Ce qui se passe si rien ne se déroule comme prévu
Une part importante des accouchements s'écarte du scénario envisagé, sans que cela traduise un échec. Un projet de naissance rédigé avec des priorités hiérarchisées, plutôt qu'une liste d'exigences, résiste mieux à l'imprévu : si la première ligne est « être informée de chaque décision », elle reste tenable même lors d'une césarienne en urgence. Après la naissance, le décalage entre le projet et le vécu mérite d'être verbalisé, avec la sage-femme lors de la visite à domicile ou à la consultation postnatale. Ce temps de reprise fait partie du suivi de la grossesse et prévient une partie des difficultés du post-partum.
Questions fréquentes
La maternité est-elle obligée de respecter le projet de naissance ?
Non. Aucun texte ne lui donne de valeur contraignante. En revanche, aucun acte ne peut être réalisé sans votre consentement, et l'équipe doit vous informer avant chaque décision.

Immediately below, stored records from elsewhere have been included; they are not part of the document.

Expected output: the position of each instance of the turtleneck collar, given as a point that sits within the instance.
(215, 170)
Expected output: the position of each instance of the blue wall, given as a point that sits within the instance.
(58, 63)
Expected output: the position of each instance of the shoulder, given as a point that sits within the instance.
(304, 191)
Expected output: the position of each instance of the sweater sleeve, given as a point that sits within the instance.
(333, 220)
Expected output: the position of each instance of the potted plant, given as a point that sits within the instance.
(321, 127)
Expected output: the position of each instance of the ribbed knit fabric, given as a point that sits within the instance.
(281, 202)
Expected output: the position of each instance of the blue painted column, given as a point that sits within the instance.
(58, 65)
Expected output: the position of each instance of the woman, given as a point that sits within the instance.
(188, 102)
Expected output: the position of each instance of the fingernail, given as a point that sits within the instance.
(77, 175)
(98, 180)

Le projet sert à ce que la discussion ait lieu en amont plutôt que dans l'urgence.
Quelle longueur pour être réellement lu ?

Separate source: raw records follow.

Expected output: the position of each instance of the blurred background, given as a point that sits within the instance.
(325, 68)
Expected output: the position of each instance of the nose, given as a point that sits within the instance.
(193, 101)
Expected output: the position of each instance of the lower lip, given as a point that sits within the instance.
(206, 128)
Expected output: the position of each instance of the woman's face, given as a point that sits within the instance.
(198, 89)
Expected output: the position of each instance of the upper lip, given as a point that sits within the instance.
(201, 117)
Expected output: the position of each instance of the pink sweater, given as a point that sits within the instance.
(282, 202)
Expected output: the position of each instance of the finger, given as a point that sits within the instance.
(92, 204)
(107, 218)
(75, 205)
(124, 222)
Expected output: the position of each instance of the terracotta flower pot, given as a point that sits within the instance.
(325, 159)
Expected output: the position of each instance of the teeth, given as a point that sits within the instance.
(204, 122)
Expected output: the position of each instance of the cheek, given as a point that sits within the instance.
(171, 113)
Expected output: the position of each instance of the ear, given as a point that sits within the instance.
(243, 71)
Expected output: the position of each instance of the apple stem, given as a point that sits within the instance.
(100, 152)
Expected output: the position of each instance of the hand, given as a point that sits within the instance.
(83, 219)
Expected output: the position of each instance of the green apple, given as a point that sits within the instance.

Une page recto, avec des phrases courtes et des priorités clairement hiérarchisées. Les documents longs sont rarement lus intégralement en salle de naissance, où le temps manque. Gardez les détails pour la discussion en consultation.
Peut-on refuser la péridurale par écrit puis changer d'avis ?
Oui, à tout moment, y compris après avoir écrit le contraire. Précisez d'ailleurs dans le projet comment vous souhaitez que le sujet soit abordé pendant le travail : proposition spontanée de l'équipe ou attente de votre demande.
Est-ce utile pour un deuxième enfant ?
Souvent davantage, car vous savez ce qui a manqué la première fois. Un projet court centré sur deux ou trois points précis, appuyé sur l'expérience précédente, est en général très bien accueilli par les équipes.
Sources : Haute Autorité de santé, recommandations sur l'accouchement normal et sur la préparation à la naissance ; Collège national des gynécologues et obstétriciens français ; Collège national des sages-femmes de France ; Code de la santé publique, droits des patients.